Chamberlin did not respond to an Associated Press email seeking comment.

CDC says fluoride additives from China are tested

Two of the three fluoride additives U.S. water systems can use do, in fact, come from China because they have no domestic manufacturers, but all are subject to stringent standards, testing and certification to ensure safety, CDC spokesperson Tracy Boehmer said in an email. Spokespeople for the Vermont Department of Health concurred that all additives must meet those national standards.

Chamberlin's decision flabbergasted residents and doctors.

"For a single person to unilaterally make the decision that this public health benefit might not be warranted is inappropriate. I think it's outrageous," retired Dr. Allen Knowles said at the Sept. 19 meeting. He said he has an 8-month-old granddaughter he thought was getting adequately fluoridated water.

"Fluoride, again, is one of the most successful and important public health measures that has ever been undertaken in this country," Knowles said. "The reduction in dental disease is just inarguable. You don't establish safety based on one person's opinion or one study or this or that."

Most water naturally contains some fluoride, but typically not enough to prevent cavities.

The mineral was first added to public water in Grand Rapids, Michigan, in 1945. Now it's commonplace, although more prevalent in some states than others; Oregon, New Jersey and Hawaii have the lowest percentage of residents with fluoridated water, according to the United Health Foundation.

Fluoride is also added to toothpaste and other topical products and is in some foods.

In sparsely populated and largely rural Vermont, 29 of the 465 public water systems voluntarily fluoridate, and just over half of residents served by a public system get fluoridated water, according to the Vermont Department of Health. The state's standard level is based on federal recommendations.

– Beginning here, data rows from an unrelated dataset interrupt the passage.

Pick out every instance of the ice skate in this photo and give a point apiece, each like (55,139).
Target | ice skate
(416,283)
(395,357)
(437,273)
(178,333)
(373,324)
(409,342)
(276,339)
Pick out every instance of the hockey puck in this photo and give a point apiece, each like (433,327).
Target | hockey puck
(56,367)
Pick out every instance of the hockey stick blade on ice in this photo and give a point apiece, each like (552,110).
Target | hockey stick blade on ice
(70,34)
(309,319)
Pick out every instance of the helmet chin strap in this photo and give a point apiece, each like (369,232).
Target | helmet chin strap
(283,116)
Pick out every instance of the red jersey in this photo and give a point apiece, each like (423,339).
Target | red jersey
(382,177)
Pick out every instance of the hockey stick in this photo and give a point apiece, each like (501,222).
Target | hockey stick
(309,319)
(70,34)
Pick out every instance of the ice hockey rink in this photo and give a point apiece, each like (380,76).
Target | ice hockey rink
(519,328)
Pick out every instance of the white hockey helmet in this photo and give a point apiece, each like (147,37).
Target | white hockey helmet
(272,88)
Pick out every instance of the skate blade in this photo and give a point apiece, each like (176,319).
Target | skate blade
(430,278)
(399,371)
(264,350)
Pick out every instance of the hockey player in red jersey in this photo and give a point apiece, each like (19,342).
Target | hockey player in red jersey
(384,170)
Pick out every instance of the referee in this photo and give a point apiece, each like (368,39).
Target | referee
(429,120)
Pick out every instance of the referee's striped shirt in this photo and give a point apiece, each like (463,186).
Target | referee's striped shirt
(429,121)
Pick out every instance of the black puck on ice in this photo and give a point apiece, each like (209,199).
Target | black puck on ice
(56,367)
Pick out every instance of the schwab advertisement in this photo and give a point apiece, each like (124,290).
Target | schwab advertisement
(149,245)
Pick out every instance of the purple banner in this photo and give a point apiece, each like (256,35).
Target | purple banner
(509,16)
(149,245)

Towns that fluoridate must maintain levels within the state's recommendations and submit monthly reports to the state Health Department.

The state's former fluoride program manager, who retired in 2019, had tried working with Chamberlin and his team in Richmond, "and things would improve for a while, but drop back down again," Robin Miller, the director of the Office of Oral Health, wrote in an email to the AP.

Miller said she didn't realize the town's fluoride number had been consistently low for so long until March this year. After a site visit by the state in April, the levels did not improve, so Miller contacted the Richmond town manager in June, who requested she attend the meeting in September, she said.

The official who caused the controversy apologizes

At the second meeting Monday, the one at which Katie Mather raised concerns about her children's teeth, Chamberlin — who doesn't live in town and appeared online — read a statement of apology.

"Words cannot express how sorry I am for causing this controversy," he said. "Believe me when I say I have always only had good intentions based on a misunderstanding. I promise I will make sure nothing like this ever happens again."

A former Richmond employee who worked under Chamberlin pointed out the monthly report is reviewed by the town manager and goes to the state.

"It's not just one guy doing what he wants. He's bringing these reports to his boss, who signs them," said Erik Bailey, now the village manager in Johnson.

Town Manager Josh Arneson said Chamberlin or other staffers always told him levels were acceptable. He said he first heard from the state in June about the consistently low levels.

The commission voted to return the water to full fluoridation. It's not clear whether anyone could face professional repercussions; personnel issues were discussed in a closed session.